I nie chodź bezustannie za mną po różnych forach.


- Marek MRB - 05-01-2008 13:26

Zoltan napisał(a):Dlatego zobacz poniżej:
http://www.voxdomini.com.pl/vox_art/emmerich.html
Przytoczona wizja (będąca objawieniem prywatnym, a więc sprawą indywidualnej wiary, a nie argumentem) mówi jedynie o tym że Kościół jest atakowany przez "sektę", a nie że konkretnie ta czy inna wspólnota powstała z podpuszczenia masonerii.
O ile sama Katarzyna Emmerich jest OK, to sporo objawień na stronie jaką podałeś została odrzucona (Vassula, Valtorta itp "rewelacje"). Przemieszano je z rzeczami pozytywnymi (JPII, Fatima itd)
Czy warto taką stronę propagować ?


- msg - 07-01-2008 16:38

Polonium napisał(a):Po coś wogóle tam był skoro teraz tą wspólnotę atakujesz.
No bo był i przejrzał na oczy, co się tam wyprawia. Jego prawo.

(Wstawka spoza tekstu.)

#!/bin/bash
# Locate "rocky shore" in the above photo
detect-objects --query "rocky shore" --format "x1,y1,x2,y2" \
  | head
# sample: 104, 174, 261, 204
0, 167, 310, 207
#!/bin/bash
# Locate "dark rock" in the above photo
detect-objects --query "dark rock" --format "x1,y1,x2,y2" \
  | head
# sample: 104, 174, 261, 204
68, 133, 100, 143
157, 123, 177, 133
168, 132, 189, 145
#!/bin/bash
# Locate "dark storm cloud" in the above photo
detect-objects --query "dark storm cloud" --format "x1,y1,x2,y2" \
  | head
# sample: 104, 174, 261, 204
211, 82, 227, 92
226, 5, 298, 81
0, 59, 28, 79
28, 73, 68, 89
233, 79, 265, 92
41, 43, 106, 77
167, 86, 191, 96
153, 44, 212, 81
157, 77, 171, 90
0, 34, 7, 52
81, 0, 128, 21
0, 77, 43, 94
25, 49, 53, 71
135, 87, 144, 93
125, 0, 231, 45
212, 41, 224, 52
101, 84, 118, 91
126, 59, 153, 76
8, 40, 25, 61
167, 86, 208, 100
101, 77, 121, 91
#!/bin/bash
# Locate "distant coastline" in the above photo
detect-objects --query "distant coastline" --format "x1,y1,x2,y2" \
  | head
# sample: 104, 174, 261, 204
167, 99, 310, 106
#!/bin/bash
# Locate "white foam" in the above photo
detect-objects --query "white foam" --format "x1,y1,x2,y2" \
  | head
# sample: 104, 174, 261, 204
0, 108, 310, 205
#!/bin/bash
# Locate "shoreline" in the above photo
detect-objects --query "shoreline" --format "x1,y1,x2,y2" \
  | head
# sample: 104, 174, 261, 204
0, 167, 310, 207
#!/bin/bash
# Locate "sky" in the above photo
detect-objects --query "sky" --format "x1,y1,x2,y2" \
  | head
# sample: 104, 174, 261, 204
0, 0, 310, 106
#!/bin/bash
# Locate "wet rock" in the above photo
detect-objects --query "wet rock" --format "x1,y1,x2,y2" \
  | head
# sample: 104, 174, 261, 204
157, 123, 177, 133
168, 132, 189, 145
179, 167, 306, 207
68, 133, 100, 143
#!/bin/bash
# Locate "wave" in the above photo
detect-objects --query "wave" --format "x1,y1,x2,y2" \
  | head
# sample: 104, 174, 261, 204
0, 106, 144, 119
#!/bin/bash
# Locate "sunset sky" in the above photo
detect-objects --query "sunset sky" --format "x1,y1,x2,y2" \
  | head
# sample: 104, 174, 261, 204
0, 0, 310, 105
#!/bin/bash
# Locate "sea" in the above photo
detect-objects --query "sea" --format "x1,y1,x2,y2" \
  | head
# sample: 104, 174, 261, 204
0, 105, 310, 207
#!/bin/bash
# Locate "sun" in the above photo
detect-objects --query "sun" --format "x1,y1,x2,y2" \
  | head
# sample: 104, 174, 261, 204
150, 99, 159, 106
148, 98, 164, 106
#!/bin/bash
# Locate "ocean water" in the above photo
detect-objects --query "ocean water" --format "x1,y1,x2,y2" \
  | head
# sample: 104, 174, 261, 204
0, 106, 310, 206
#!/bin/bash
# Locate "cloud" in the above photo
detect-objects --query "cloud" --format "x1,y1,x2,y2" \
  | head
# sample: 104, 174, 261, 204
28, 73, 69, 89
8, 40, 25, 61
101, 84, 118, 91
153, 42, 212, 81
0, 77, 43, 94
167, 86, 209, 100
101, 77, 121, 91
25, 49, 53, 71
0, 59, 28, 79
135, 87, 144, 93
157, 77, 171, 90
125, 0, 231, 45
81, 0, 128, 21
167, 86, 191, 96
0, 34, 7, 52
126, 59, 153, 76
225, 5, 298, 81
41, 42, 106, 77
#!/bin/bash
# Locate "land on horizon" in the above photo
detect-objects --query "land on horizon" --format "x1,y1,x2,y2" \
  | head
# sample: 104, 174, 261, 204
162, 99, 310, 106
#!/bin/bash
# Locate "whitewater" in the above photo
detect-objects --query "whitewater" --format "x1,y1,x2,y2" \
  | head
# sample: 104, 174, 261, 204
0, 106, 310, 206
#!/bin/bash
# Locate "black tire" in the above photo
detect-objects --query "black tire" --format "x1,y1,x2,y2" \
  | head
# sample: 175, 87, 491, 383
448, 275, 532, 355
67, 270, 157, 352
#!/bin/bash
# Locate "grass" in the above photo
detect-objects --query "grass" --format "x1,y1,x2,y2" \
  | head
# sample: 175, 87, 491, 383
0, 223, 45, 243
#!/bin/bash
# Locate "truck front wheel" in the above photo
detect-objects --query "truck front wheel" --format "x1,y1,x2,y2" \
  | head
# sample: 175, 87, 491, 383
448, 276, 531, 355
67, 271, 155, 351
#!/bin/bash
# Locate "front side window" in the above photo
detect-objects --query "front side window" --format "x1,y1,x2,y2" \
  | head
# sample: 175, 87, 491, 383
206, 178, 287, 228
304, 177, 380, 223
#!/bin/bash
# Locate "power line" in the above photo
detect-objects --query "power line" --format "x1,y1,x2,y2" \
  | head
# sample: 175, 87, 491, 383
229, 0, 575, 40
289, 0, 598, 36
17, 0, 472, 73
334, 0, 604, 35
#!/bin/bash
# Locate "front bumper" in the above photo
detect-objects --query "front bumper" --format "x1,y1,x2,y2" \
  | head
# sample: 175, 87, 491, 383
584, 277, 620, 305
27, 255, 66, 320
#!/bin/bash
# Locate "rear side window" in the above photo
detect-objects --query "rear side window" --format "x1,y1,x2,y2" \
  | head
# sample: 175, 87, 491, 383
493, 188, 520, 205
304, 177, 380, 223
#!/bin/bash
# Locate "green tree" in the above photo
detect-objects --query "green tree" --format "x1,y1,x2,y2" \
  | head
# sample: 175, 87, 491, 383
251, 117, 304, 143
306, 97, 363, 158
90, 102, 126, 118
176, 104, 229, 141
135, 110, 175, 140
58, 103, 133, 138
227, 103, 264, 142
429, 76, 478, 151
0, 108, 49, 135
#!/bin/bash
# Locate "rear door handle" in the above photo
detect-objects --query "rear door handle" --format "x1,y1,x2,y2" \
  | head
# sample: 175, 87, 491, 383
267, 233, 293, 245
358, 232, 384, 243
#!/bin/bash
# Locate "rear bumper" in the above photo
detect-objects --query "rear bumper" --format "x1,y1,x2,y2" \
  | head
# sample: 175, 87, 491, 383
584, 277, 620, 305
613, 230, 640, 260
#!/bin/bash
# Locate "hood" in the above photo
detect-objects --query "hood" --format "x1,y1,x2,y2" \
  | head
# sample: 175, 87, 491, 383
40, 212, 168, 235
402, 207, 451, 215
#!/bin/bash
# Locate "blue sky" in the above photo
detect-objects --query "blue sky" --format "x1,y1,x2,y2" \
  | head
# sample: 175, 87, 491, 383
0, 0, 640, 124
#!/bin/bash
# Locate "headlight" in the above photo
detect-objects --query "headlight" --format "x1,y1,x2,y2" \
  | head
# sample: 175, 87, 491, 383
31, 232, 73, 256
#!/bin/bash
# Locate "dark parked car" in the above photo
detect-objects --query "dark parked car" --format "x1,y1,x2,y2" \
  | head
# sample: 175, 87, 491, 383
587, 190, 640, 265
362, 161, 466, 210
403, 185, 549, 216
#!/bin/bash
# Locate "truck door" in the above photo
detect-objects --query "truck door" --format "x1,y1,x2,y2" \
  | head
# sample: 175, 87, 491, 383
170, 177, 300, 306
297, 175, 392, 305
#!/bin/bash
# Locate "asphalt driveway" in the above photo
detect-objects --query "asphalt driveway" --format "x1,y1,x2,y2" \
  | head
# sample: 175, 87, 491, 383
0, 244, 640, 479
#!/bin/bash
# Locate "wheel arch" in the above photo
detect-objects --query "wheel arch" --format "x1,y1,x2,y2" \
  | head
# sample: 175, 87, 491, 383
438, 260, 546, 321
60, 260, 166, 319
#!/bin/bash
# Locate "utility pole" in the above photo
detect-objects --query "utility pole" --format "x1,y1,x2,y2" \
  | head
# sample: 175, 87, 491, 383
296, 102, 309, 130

Polonium napisał(a):Msg zraził się przez Ciebie do wspólnoty.
A to skąd wywnioskowałeś?

Polonium napisał(a):Zoltanie, nie miej do nikogo pretensji. Słowami wydajesz sąd o Neokatechumenacie. Twój sąd nie jest prawdziwy.
Czy jest prawdziwy czy też nie - to jest właśnie tematem przewodnim tego wątku Uśmiech

Zoltan napisał(a):Niekoniecznie!
Jesteś zamotany przez heretyków i masonów. W neo są ludzie, którzy mają czyste intencje, którzy o tym nie mają zielonego pojęcia. To smutne.
Ale w ten sam sposób możesz powiedzieć o całym Kościele. Wszędzie znajdziesz czarną owcę.